Steve Cluley – William & Mary (FCS)
In addition to training to become a pilot, William & Mary’s Steve Cluley enters 2016 as the starter for the third-straight season. Cluley started all 12 games as a sophomore in 2014, throwing for 2,048 yards and 11 touchdowns, with only four interceptions. His year included an impressive stretch of 138 passes without an interception, and he led the Tribe to a 7-5 record. As a junior, he completed 63% of his passes for 2,768 yards and 16 touchdowns, against 10 INTs, and he led William & Mary to the second round of the FCS playoffs, before losing to conference foe Richmond.
K.D. Humphries – Murray State (FCS)
The third FCS quarterback on this list might be the best prospect from that division. K.D. Humphries is another three-year starter at the position, entering his senior year at Murray State. In 2014 he completed 67% of his passes for 3,488 yards and 27 touchdowns, with 12 interceptions. As a junior his completion percentage dipped, but he threw for 3,778 yards and 22 touchdowns, with only seven interceptions. He is a very athletic quarterback who can extend plays with his feet, but he also shows nice touch on routes in the vertical passing game and the ability to work through some full field progressions.

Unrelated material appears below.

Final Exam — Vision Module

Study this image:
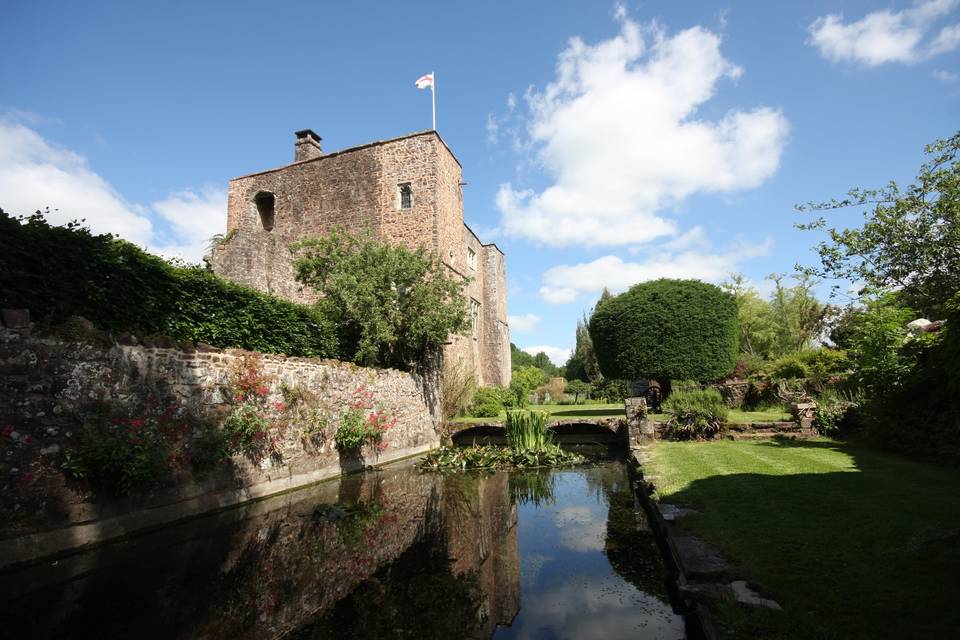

Zach Conque – Stephen F. Austin (FCS)
The 6’6”, 234 pound Conque is yet another third-year starter on this list, having transferred from the University of Texas-San Antonio to Stephen F. Austin in the Southland Conference, where he became a starter for the Lumberjacks in 2014. His first year as a starter Conque completed 65% of his passes for 2,733 yards and 15 touchdowns, with only nine interceptions over his 13 starts. He started 10 games in 2015, throwing for 1,933 yards and 16 TDs, against 8 INTs. He is athletic for his size, and has both arm strength and touch on vertical routes. He needs to speed up his decision-making and avoid locking onto targets, but Conque is a player worth tracking during 2016.
Dakota Prukop – Oregon
For the second year in a row, the Oregon Ducks might rely on a transfer from the FCS ranks to trigger their offense. This year it is Dakota Prukop, who graduated from Montana State and enrolled at Oregon to finish out his college career. He was involved in a somewhat heated recruitment process, finally choosing to play for the Ducks over the defending national champion Alabama Crimson Tide. Last season he completed 63% of his passes for 3,025 yards and 28 touchdowns, with only 10 interceptions. He moves extremely well in the pocket, with the ability to slide around and away from pressure while finding enough room to release a pass. He is not afraid to hang in the pocket and take a hit, letting plays develop downfield. Provided he wins the starting job, he should thrive in Oregon’s offense, and showcase his talents for NFL scouts.
Jordan West – Eastern Washington (FCS)
When Vernon Adams left Eastern Washington for the Pac-12, he turned over the keys to the Eagles’ offense to Jordan West. The junior completed 65% of his passes for 3,002 yards and 30 touchdowns, with eight interceptions. He threw for six touchdowns in a five-point victory over Montana State, and threw for four touchdowns in a one-point victory over Cal Poly. The Eagles finished with a 6-5 record, and both West and Eastern Washington are poised to improve on the previous season. With good size (6’4” 200 pounds), athleticism and arm strength for the position, West should be in the discussion for a late-round selection.